Hugh MacLeod of Gaping Void released a book last week. Freedom Is Blogging in Your Underwear is part manifesto, part love letter and part, well, I haven’t figured that out yet.
In my own little corner of the internet, I’m king and servant; royalty and commoner.
The first read disappointed me. While Hugh’s first two books were great, this one was different. It felt like a complementary trinket to his art, rather than the completion of a book trilogy.
That was my fault. Hugh never advertised Freedom Is Blogging in Your Underwear as such. No promises, yet I had expectations.
In my own little corner of the internet, what I say goes. And I say anything goes.
I suppose I was looking for something similar to Jeff Goins’s recent You Are A Writer, a book about how to leap from an amateur to a professional while wasting as little time as possible. Jeff had a call to action, he had steps and he had a plan.

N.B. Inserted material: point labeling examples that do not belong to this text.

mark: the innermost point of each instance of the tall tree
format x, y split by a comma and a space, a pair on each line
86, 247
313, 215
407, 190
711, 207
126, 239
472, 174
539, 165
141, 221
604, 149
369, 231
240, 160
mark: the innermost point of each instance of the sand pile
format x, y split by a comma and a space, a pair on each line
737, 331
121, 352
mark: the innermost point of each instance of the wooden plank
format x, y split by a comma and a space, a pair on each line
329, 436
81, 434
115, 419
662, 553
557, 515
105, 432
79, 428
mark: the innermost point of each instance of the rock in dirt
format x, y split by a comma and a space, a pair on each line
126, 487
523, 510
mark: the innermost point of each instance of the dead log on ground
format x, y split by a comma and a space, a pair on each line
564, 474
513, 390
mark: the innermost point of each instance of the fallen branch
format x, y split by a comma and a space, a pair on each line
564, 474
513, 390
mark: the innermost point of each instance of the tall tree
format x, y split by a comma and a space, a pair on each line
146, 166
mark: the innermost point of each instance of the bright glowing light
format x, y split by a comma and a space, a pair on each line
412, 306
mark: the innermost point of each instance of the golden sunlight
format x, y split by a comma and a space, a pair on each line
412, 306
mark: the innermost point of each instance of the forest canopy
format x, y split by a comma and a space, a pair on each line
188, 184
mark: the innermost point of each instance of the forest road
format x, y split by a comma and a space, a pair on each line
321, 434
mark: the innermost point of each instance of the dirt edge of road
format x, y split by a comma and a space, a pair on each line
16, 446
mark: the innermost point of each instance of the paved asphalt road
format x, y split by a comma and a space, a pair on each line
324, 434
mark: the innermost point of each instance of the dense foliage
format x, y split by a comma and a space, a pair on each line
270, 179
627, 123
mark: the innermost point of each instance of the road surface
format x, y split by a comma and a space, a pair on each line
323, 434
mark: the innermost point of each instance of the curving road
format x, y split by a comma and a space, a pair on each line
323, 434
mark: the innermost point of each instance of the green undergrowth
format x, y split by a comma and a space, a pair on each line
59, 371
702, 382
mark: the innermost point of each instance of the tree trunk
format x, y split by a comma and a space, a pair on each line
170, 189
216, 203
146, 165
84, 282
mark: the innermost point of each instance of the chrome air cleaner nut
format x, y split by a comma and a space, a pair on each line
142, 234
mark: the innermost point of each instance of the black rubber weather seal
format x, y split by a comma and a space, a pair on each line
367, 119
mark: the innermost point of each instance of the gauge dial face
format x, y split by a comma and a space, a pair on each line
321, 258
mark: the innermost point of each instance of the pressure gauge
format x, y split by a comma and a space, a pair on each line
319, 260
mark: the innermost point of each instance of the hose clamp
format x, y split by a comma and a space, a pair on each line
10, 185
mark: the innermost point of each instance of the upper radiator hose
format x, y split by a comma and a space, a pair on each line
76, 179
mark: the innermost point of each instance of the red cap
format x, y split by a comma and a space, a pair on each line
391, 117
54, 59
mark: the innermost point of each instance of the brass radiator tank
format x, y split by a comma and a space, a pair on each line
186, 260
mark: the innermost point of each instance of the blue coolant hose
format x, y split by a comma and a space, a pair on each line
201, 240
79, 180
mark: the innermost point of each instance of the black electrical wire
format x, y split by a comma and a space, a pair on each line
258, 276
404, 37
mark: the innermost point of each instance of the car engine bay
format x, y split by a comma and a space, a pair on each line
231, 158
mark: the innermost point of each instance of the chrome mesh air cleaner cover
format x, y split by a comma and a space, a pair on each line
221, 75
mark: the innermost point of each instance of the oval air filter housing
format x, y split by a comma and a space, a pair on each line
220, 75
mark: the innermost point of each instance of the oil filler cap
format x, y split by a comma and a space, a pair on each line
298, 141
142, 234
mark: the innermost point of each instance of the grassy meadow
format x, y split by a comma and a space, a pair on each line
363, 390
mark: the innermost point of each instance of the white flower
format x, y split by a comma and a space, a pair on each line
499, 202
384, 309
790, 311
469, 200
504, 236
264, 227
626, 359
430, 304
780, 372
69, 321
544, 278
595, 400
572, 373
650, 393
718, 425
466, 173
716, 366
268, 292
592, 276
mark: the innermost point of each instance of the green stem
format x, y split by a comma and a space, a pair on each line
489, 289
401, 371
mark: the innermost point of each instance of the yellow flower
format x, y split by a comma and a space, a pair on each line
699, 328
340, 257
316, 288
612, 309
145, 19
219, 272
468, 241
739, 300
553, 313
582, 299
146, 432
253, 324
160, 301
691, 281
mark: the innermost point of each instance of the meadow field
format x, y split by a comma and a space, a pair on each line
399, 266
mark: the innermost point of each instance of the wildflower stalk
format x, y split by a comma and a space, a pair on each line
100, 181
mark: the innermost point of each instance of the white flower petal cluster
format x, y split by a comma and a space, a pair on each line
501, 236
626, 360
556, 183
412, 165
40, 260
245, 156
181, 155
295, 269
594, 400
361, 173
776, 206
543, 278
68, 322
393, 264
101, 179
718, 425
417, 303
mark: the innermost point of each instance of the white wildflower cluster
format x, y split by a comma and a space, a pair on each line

Hugh didn’t seem like he had a plan. He wrote a manifesto. He wrote a love letter. He wrote a thank you note in the only way he could: as a book.
In my own little corner of the internet, you see what I want you to see. Good thing I show a lot.
But since Freedom Is Blogging in Your Underwear arrived on my doorstep, I’ve written more for fun than I have in months. I feel better about my writing. I’m confident that the book I’m about to release has been worth my time.
Maybe that was Hugh’s plan. Maybe he wrote his latest book in hopes of inspiring others. Maybe he wrote it to inspire himself.
In my own little corner of the internet, I can be me.
Hugh thinks blogging is pretty important. But what he doesn’t say is what blogging represents: the freedom to express ourselves to whomever we can. It’s not that we all NEED a blog, but we all NEED a space that acts as a conduit for our ideas.
Digital makes that easy. Now, don’t get me wrong. I don’t value my blog or URL more than I would a physical piece of land, a substantial amount of money, lives or relationships that are important to me. It’s just a bunch of ones and zeros.
In my own little corner of the internet, we can be equal or we can be better than the other. One of us will earn it.
And they aren’t even my ones or zeros. And that’s what I took away most from Freedom Is Blogging; it’s not my blog, my own little corner of the internet, that’s important. What’s important is that I have my own place at all.
Freedom is blogging on my own terms.
What’s yours?
(Hugh is hosting a video chat today at 3pm PT. It’s free!)
One Comment on ““My Own Little Corner Of The Internet””
Freedom is blogging because I have something worth sharing. No income requirements or expectations, no partners or bosses, no schedules. Just a way to get what’s in my head onto a piece of digital paper and hoping somebody out there finds something of value in it.